2011, Ansmann, Albert, Petzold, Andreas, Kandler, Konrad, Tegen, Ina, Wendisch, Manfred, Müller, Detlef, Weinzierl, Bernadett, Müller, Thomas, Heintzenberg, Jost

Two comprehensive field campaigns were conducted in 2006 and 2008 in the framework of the Saharan Mineral Dust Experiment (SAMUM) project. The relationship between chemical composition, shape morphology, size distribution and optical effects of the dust particles was investigated. The impact of Saharan dust on radiative transfer and the feedback of radiative effects upon dust emission and aerosol transport were studied. Field observations (ground-based, airborne and remote sensing) and modelling results were compared within a variety of dust closure experiments with a strong focus on vertical profiling. For the first time, multiwavelength Raman/polarization lidars and an airborne high spectral resolution lidar were involved in major dust field campaigns and provided profiles of the volume extinction coefficient of the particles at ambient conditions (for the full dust size distribution), of particle-shape-sensitive optical properties at several wavelengths, and a clear separation of dust and smoke profiles allowing for an estimation of the single-scattering albedo of the biomass-burning aerosol.

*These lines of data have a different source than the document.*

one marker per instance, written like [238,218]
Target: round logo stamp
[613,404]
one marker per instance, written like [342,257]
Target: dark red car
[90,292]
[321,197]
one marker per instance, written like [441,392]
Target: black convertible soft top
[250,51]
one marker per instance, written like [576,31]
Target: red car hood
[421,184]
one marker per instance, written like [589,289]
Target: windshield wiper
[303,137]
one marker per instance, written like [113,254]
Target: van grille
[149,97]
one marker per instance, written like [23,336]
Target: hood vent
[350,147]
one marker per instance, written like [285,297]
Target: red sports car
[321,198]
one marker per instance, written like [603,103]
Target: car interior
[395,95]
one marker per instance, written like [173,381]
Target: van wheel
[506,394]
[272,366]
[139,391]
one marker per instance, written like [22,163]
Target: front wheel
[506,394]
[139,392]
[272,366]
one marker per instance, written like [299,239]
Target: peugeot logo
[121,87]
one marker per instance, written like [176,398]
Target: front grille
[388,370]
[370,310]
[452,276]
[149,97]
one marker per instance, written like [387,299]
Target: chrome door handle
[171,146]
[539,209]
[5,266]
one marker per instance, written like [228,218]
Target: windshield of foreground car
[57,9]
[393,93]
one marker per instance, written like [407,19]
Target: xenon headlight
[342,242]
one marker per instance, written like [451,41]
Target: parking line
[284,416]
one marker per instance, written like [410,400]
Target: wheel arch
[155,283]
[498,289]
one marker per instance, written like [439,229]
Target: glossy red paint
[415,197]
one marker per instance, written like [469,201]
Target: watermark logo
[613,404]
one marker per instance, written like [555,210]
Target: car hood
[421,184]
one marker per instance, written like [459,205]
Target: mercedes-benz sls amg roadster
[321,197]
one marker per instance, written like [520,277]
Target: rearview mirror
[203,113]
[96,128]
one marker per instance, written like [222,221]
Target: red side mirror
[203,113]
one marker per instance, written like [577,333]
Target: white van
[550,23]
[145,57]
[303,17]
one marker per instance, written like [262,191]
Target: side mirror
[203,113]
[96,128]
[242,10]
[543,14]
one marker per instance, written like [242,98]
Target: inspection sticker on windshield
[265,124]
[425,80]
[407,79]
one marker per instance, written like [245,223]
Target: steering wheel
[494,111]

SAMUM–1 took place in southern Morocco close to the Saharan desert in the summer of 2006, whereas SAMUM–2 was conducted in Cape Verde in the outflow region of desert dust and biomass-burning smoke from western Africa in the winter of 2008. This paper gives an overview of the SAMUM concept, strategy and goals, provides snapshots (highlights) of SAMUM–2 observations and modelling efforts, summarizes main findings of SAMUM–1 and SAMUM–2 and finally presents a list of remaining problems and unsolved questions.